Congo’s Growing Problem: Men Raping Men

Congo has a new problem to add to the ever-growing list of atrocities racking the country. According to an article in The New York Times, it is now popular for men to rape other men in an effort to force Congolese communities into submission. Officials from Oxfam, Human Rights Watch, the United Nations, and several Congolese aid organizations say the number of male-on-male rapes has risen sharply as a result of rebel groups seeking revenge for the joint Congo-Rwanda military operations. These armed rebels seek to make civilians do what they want by demoralizing and humiliating them. Experts estimate that the rapes number in the hundreds, and the American Bar Association’s sexual violence legal clinic in Goma, Congo, said that men made up more than 10 percent of its June cases. But no one is sure of the exact number of male rape victims, because there is such an intense stigma associated with homosexuality, in general. (On a similar note, lesbians in South Africa have been the victims of “corrective rape.” Horrifying.)

Victims are ostracized and ridiculed by their communities and report feeling depressed and lonely. A popular insult aimed at the men is “bush wives”—the thinking being that the rebel rapists have turned their male victims into women. The humiliation is often so severe that many victims don’t seek medical attention, unless they have urgent health concerns like stomach swelling and continuous bleeding. Still, others go untreated and some have died as a result. Castration has also become a problem in Congo. [NY Times]

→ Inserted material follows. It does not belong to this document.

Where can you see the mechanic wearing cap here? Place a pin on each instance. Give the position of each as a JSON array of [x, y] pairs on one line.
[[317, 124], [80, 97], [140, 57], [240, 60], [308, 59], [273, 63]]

One of the things I just don’t get about this atrocious situation is how men who are relying on the fact that rape and homosexuality, in any form, are humiliating and demoralizing are engaging in homosexuality. Isn’t there some sort of stigma for the aggressor? Or is this one of those societies in which the rapist, even if it’s a male-on-male rape, is just doing what comes naturally—penetrating? Control and submission, I guess, are more important than any questions of masculinity.